Multiple reasons may account for less frequent discussion of topics such as “when to have sex.” It may have seemed irrelevant for parents of sexually active youth and likewise, “partner choice” may be viewed as an unhelpful strategy for safer sex. The association between parent and adolescent reports on these topics was small, as found in other studies. In fact, the highest measure of agreement was for condom use, perhaps because this was a more memorable discussion for adolescents and parents. Overall, these data support previous studies among community samples, which have found that parents report talking about sexual topics more than their adolescents report the occurrence of these discussions (King et al., 1997).

Importantly, this project demonstrates that adolescents who report discussing condoms with their parents were significantly more likely to use condoms consistently and this association existed even when controlling for demographic factors and the presence of a psychiatric diagnosis. This finding reinforces the notion that such discussions may be useful. Discussions by parents of condoms may reinforce the adolescent's intentions to use condoms in order to prevent pregnancy or sexually transmitted infections. It is significant that parent and adolescent perceptions of open sexual communication were not related to consistency of condom use. Thus, the general openness of their communication about sexual behaviors was unrelated to the adolescent's safe behavior. This finding optimistically suggests that regardless of the sexual communication patterns within the family, techniques that increase the occurrence of parent and adolescent discussions concerning condoms will prove useful in preventing HIV and STIs among adolescents.

This study, although of a large sample of youth with psychiatric disorders at three different sites, may not be generalizable to all adolescents in mental health treatment nor to adolescents in the community. The assessment of communication by adolescents and parents did not include frequency of communication or the quality of the communication nor the exact message given by parents. These aspects of communication are important to examine in future studies. A larger sample would permit the power to discern the influence of adolescent psychiatric diagnosis and family turmoil on patterns and occurrence of sexual discussions between parents and adolescents as well as examine specific patterns of communication among mixed and same gendered parent-adolescent dyads. Other significant influences on adolescent behaviors were not examined, such as the influences of peers or adolescent communication with other significant adults. Certainly these may be important factors but parents are often thought to be the most long-term influences in adolescents' lives, even as they are becoming sexually active.

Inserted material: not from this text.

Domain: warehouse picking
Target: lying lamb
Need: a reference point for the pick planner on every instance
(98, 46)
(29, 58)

Finally, the cross-sectional design of the current study prohibits inference of causality of condom discussion on condom use behavior. For example, adolescents who use condoms may be predisposed to report having had a condom conversation with their parent.

Overall, this study provides the intriguing suggestion that direct communication about condoms by parents may be an important step in increasing this specific safer sex behavior of adolescents. Strategies that increase parent's comfort and ways to appropriately address these issues are worthy of further investigation. These data do not identify the precise messages that parents can give that will increase safe sex behavior nor ways to do it in an age appropriate format. Parents may be encouraged that even as adolescents age and become sexually active and despite other emotional and behavioral disorders and family stresses that preoccupy time and energy, preventive communication about sexual issues can make a lasting impact.